Presentation: A Ray of Light in a Sea of Dark (Matter)
Department of Physics and Astronomy
Thursday, April 3, 2014
8:00-9:00pm in CHE 100
In the 1930s, Einstein used his theory of relativity to predict that gravity can act like a lens to bend light. Today we see hundreds of cases where the gravity of a distant galaxy distorts our view of a more distant object, creating multiple images or spectacular arcs on the sky. This “gravitational lensing” provides a unique opportunity to study the invisible dark matter thought to surround all galaxies, and even to detect galaxies we cannot otherwise see. The search for invisible galaxies with gravitational lensing will provide important clues about the nature of the exotic substance that pervades the universe. The lecture is aimed at a general audience.

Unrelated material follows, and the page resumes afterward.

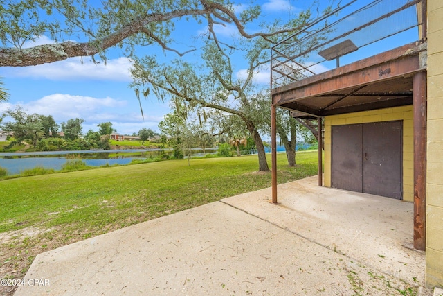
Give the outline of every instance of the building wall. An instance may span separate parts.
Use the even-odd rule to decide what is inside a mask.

Like other astronomers of his generation, Charles Keeton attributes his interest in space to the success of the Voyager missions and the Space Shuttle program in the 1970s and 1980s. After earning a B.A. from Cornell University and a Ph.D. from Harvard University, Dr. Keeton did research at the University of Arizona and the University of Chicago before joining the faculty of Rutgers University in 2004. Dr. Keeton has observed with the Hubble Space Telescope as well as observatories in Arizona, Hawaii, and Chile. His research has been featured by National Public Radio, MSNBC.com, and New Scientist magazine. In 2010, Dr. Keeton received the Presidential Early Career Award for Scientists and Engineers from President Obama.